Jeff Warner, 25, graduated from Pitt in December and said that he absolutely opposes the Republican health care bill.

“I happen to have a job with good health care. But being that I’m not a lawyer, I do worry that I am actually under-informed about the bill and that it could affect me, because I know it’s not just going to be throwing people off of Medicare and Medicaid,” Warner said. “It’s gonna [screw] up the whole system. And I might feel the waves of that.”

Warner said that the health care bill the GOP proposes is “unspeakably evil” and thinks single payer health care is a better alternative. KC Carney, 65, graduated from Pitt in the 1980s and agrees that single-payer health care is the ideal option for America.

“I am not personally worried about [losing health insurance]. It’s provided by my employer — I pay, you know, I pay into it, but I get it from my employer,” Carney said. “It’s about everybody — the rest of citizenry needs to be helped, the sick and dying.”
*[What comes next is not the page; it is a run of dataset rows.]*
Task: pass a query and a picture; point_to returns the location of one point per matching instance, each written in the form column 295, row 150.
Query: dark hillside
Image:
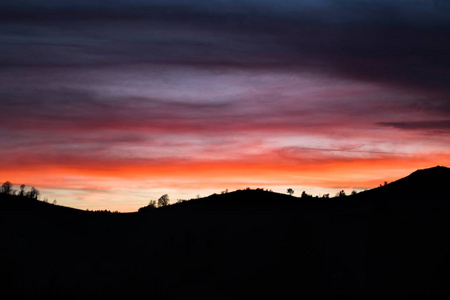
column 390, row 241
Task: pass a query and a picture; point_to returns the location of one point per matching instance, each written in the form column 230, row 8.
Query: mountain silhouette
column 389, row 241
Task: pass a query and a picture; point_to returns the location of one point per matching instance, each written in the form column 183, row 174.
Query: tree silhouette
column 33, row 193
column 163, row 200
column 341, row 194
column 22, row 190
column 290, row 191
column 7, row 188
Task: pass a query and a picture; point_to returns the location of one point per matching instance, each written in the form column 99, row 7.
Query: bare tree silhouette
column 163, row 200
column 7, row 187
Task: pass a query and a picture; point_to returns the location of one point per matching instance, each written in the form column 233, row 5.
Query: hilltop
column 240, row 245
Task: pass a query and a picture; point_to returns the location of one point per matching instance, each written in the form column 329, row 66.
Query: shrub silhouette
column 22, row 190
column 7, row 188
column 163, row 200
column 33, row 193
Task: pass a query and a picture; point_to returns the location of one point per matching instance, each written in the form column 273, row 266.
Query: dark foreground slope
column 387, row 242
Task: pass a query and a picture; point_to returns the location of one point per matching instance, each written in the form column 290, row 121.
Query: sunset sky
column 109, row 104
Although Warner is not worried about losing his own health care, he thinks that health care should be a right and that every American should be entitled to receiving medical attention — a major point of Sanders’ speech.

“The bill would bring the number of uninsured people in our country to over 50 million people. This is almost beyond belief — it is unconscionable,” Sanders said. “Everyone knows that the Affordable Care Act is far from perfect. Our job now is to improve it, not destroy it.”